Background: Obstructive sleep apnoea (OSA) is associated with hypertension, and OSA treatment can reduce systolic blood pressure (SBP) and diastolic blood pressure (DBP), but with a modest mean effect size and vast heterogeneity among studies. The aim of this individual patient data (IPD) meta-analysis was to understand which OSA phenotypes could benefit the most in terms of BP reduction.
Methods: A systematic review of randomised controlled trials that compared continuous positive airway pressure (CPAP) with either passive or active treatment was conducted. Studies were eligible if they included adult patients with OSA diagnosed by full polysomnography or cardiorespiratory polygraphy (defined as apnoea-hypopnoea index >5 events·h-1) and if BP was measured both before and after CPAP treatment.
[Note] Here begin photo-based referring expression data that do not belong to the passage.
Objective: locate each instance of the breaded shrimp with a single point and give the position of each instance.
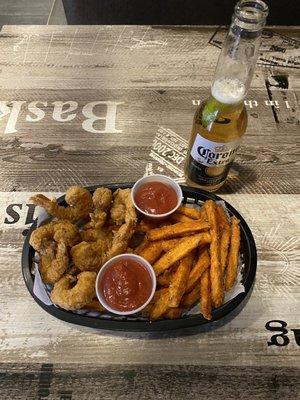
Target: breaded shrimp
(73, 293)
(123, 209)
(59, 231)
(79, 201)
(54, 262)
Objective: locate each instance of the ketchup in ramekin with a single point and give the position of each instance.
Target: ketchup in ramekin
(156, 196)
(125, 284)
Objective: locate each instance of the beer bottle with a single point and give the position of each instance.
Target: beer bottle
(220, 121)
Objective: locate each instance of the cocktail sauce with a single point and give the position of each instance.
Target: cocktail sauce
(126, 285)
(156, 198)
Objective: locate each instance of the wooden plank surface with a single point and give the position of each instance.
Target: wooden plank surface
(147, 82)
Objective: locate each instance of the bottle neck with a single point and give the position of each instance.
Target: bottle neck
(239, 53)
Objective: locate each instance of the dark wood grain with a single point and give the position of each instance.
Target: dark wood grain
(146, 382)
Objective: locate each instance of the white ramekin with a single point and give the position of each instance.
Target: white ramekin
(113, 260)
(157, 178)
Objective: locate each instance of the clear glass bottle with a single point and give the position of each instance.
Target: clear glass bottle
(221, 120)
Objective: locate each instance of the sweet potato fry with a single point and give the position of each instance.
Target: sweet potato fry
(201, 265)
(151, 252)
(216, 277)
(190, 299)
(164, 279)
(177, 230)
(173, 313)
(224, 237)
(223, 220)
(144, 243)
(205, 294)
(184, 247)
(167, 245)
(160, 306)
(176, 217)
(145, 225)
(233, 258)
(192, 212)
(179, 280)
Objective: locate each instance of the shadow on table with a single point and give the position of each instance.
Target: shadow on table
(239, 177)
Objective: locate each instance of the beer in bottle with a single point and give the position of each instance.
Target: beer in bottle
(220, 121)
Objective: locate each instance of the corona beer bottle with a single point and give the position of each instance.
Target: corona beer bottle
(221, 120)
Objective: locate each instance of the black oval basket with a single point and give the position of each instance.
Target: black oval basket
(190, 195)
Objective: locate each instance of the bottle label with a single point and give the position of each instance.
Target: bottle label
(210, 162)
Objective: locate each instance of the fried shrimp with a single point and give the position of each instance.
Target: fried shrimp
(123, 209)
(73, 293)
(102, 199)
(89, 256)
(79, 201)
(54, 262)
(59, 231)
(120, 240)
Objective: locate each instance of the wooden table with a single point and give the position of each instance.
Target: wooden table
(133, 90)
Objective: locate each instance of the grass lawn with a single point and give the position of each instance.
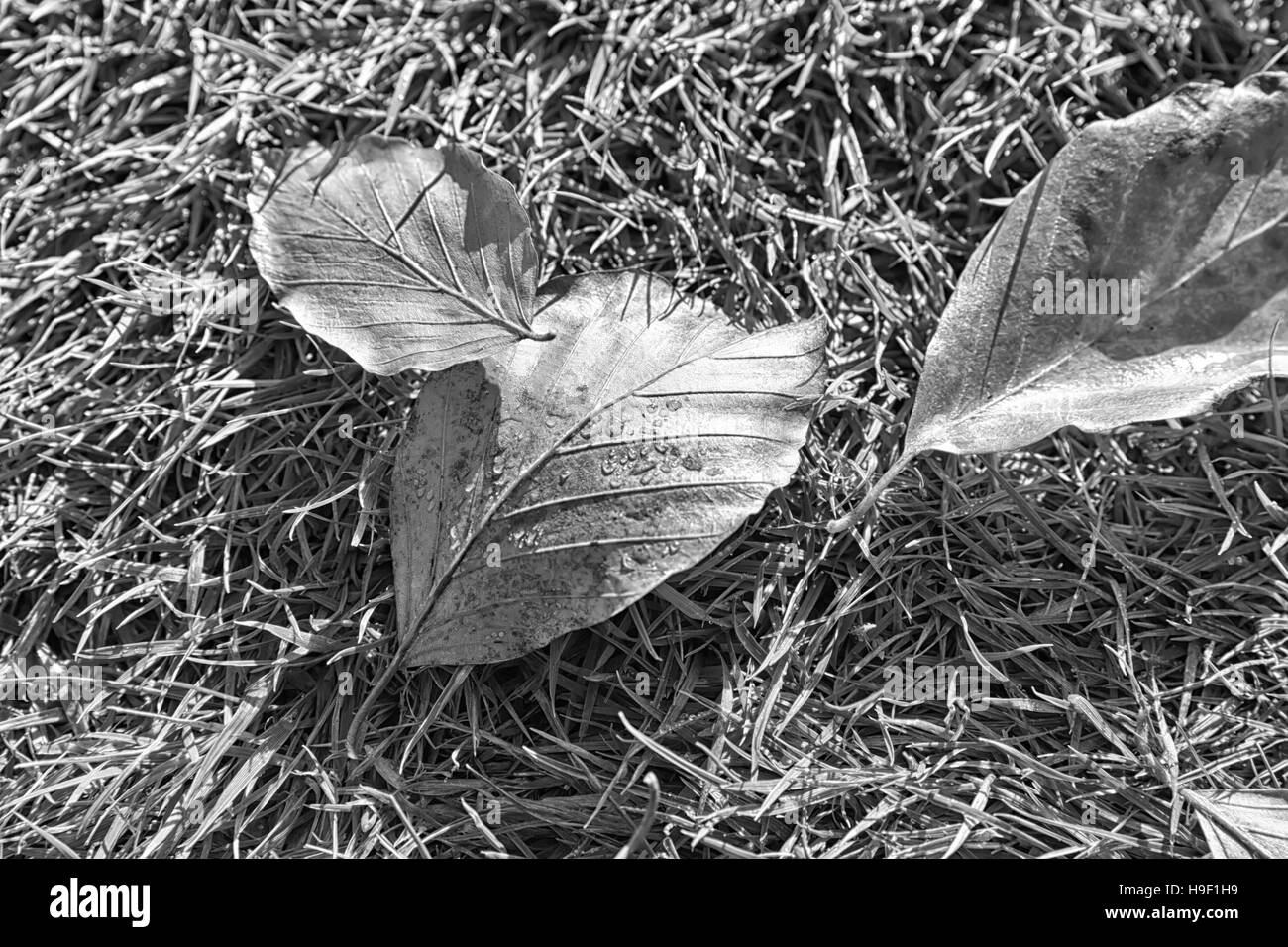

Results: In total, 36 parallel studies (n=9434 patients) were included. CPAP treatment was associated with BP reduction in patients with uncontrolled office SBP only, while BP was not reduced by CPAP in patients with controlled BP (SBP -2.6 versus 0 mmHg; p<0.0001; DBP -1.7 versus -1 mmHg; p=0.091). Differences were seen also when BP changes were compared between patients aged ≤60 versus >60 years after multiple imputation only (p=0.0127 for SBP and p=0.017 for DBP). No differences were seen in terms of BP reduction when comparing patients with/without severe nocturnal hypoxia.
Conclusions: This IPD meta-analysis of the BP effects of OSA treatment with CPAP shows that OSA patients with uncontrolled BP at baseline benefit the most from CPAP therapy in terms of BP reduction. These results have important implications for the decision on how to best manage arterial hypertension associated with OSA.